A team from the FAA test site for drones in Texas spent quite a bit of time flying a drone along the Blanco River to aid search and rescue efforts following severe storms that took the lives of at least 17 beautiful people in the states of Texas and Oklahoma.
Jerry Hendrix, primary engineer at the Lone Star UAS Center at Texas A&M University-Corpus Christi, brought a team of 8 professional drone operators and 4 drones to Wimberley, Texas to assist with the search and rescue efforts.
The benefits of using drones is that they can safely fly lower than helicopters, and provide aerial video footage at a fraction of the cost of using helicopters. Hendrix’s team spent a couple of days flying the drones and live streaming the videos in an effort to find stranded people and livestock.
“Is there something that’s white? Is there a garment in there?” Hendrix explained. “Is there a color that could represent a body? Is there other debris that doesn’t normally go with that particular area?”

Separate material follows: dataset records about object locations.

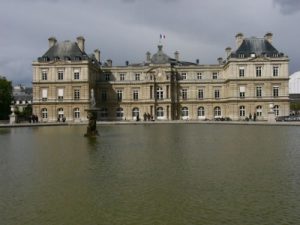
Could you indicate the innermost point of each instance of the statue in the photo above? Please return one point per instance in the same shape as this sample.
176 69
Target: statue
91 130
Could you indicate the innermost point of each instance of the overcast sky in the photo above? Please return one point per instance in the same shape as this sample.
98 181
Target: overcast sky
126 29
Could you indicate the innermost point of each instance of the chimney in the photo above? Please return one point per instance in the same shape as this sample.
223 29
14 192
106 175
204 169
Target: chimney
176 54
109 63
80 42
52 41
220 60
97 54
148 56
268 37
228 51
239 39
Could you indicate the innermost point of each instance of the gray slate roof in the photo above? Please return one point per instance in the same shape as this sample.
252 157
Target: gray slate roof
66 50
258 46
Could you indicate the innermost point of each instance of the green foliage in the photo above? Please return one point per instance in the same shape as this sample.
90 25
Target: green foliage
5 98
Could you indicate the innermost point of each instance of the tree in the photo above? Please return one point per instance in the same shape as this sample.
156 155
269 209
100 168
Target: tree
5 98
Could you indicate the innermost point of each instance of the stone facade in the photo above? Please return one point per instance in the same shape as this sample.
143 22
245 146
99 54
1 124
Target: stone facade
164 88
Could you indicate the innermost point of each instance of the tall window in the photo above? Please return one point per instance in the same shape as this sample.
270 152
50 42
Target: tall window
60 94
241 72
199 76
215 75
242 91
259 110
275 71
76 113
76 74
120 113
200 93
258 92
184 112
242 111
159 93
217 111
44 75
258 71
76 94
217 94
184 94
119 95
44 94
137 76
103 95
159 112
122 76
135 113
60 75
135 94
275 91
44 113
201 111
276 110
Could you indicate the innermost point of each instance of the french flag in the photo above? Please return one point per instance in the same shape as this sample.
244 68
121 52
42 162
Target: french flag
162 36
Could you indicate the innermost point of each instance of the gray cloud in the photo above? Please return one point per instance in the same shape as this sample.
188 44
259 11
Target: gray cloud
288 6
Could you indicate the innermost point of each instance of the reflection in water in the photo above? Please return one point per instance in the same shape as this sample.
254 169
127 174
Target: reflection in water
151 174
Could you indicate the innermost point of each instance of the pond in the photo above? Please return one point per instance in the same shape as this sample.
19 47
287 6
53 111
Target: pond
163 174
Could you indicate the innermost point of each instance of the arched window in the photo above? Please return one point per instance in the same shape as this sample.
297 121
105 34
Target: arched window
160 112
201 111
184 112
259 110
44 113
135 113
159 93
276 110
119 112
104 112
76 113
217 111
60 113
242 111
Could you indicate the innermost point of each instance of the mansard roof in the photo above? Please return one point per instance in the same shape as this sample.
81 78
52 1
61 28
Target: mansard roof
257 46
66 50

The team of drone operators didn’t find any bodies but said the whole exercise was a great learning experience for the team, which hopes to use what they learned at this natural disaster site on future search and rescue missions.
“We’re used to conducting testing in a controlled environment. In this case we’re in a chaotic environment,” Hendrix said. “We’re still trying to understand and assess where drones can be used in the search and rescue and how to coordinate with the manned operations.”